VIRGINIA - Elle ne garde pas les secrets, elle !

TROISIÈME JEUNE FILLE - Deux tigresses ! Elles n’ont pas arrêté depuis que vous nous avez quittées.

PILAR - Et qui nous a mis dans la tête de courir comme des folles ? Vous le connaissez bien ce jeu ! Pour qui jouiez-vous, petites garces ?

ANGUSTIAS - Nous nous disputerons plus tard. Faites chauffer de l’eau, les filles.

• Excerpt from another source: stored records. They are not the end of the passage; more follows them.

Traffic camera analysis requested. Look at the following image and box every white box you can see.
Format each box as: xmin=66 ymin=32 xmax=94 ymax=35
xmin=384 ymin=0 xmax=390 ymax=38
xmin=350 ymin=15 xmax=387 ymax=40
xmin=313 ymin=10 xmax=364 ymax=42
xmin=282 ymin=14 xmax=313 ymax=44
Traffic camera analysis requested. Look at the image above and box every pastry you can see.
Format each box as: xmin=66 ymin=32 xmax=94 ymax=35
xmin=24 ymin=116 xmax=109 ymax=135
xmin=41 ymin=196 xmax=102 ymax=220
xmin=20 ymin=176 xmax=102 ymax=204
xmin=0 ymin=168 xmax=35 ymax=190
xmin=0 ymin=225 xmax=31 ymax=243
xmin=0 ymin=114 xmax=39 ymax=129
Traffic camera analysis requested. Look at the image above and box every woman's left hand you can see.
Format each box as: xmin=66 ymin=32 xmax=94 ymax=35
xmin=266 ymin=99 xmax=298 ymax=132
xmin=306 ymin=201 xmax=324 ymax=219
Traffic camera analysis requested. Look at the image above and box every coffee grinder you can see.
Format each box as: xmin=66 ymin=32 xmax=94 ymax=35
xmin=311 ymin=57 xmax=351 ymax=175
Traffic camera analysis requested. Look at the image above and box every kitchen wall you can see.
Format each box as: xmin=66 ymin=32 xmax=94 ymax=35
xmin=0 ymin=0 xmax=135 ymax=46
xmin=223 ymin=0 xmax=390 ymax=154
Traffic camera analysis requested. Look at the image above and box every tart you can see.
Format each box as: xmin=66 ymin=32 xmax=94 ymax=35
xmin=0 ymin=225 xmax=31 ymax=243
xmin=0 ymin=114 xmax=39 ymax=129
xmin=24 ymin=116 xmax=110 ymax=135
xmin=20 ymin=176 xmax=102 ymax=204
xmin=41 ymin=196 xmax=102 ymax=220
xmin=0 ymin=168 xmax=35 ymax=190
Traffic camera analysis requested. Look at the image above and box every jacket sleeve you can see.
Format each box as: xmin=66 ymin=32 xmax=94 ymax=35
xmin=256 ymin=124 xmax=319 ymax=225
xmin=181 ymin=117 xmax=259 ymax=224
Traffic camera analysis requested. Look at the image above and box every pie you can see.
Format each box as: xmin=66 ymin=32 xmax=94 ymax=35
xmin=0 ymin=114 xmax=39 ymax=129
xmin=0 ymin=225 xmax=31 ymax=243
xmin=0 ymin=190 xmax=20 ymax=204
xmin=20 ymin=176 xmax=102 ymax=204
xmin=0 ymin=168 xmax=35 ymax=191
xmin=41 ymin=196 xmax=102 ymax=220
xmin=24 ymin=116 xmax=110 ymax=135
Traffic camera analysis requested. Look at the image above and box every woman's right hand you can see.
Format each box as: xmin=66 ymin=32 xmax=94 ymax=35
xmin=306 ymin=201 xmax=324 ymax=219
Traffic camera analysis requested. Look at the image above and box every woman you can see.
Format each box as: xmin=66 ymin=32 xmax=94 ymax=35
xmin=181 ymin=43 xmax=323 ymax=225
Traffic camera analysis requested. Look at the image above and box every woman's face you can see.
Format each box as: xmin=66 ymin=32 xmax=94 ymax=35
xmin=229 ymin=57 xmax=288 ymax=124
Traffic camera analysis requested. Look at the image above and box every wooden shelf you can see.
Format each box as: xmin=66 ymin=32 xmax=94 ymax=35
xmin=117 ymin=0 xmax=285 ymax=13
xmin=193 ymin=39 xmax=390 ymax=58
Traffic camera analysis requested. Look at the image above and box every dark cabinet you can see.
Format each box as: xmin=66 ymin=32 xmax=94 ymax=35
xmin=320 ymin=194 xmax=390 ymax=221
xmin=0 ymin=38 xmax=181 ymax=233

Où en étais-je avec ma chanson ?

PILAR - Comment veux-tu que je me souvienne d’une pareille chanson ? Il n’y a pas de refrain.

ANGUSTIAS - Pilar et ses refrains !

Par ici les petits
J’ai de la soupe sur le feu
Par ici mes amants
Il fait nuit

PILAR (riant) - Garce !

ANGUSTIAS - Du bruit ! On vient.



Scène XIX
Les mêmes, Gisèle



PILAR (comme Gisèle entre, nue et désespérée) - Qui est cette femme ?

ANGUSTIAS (qui soutient Gisèle) - Peu importe qui elle est mais nous allons savoir ce qui lui est arrivé.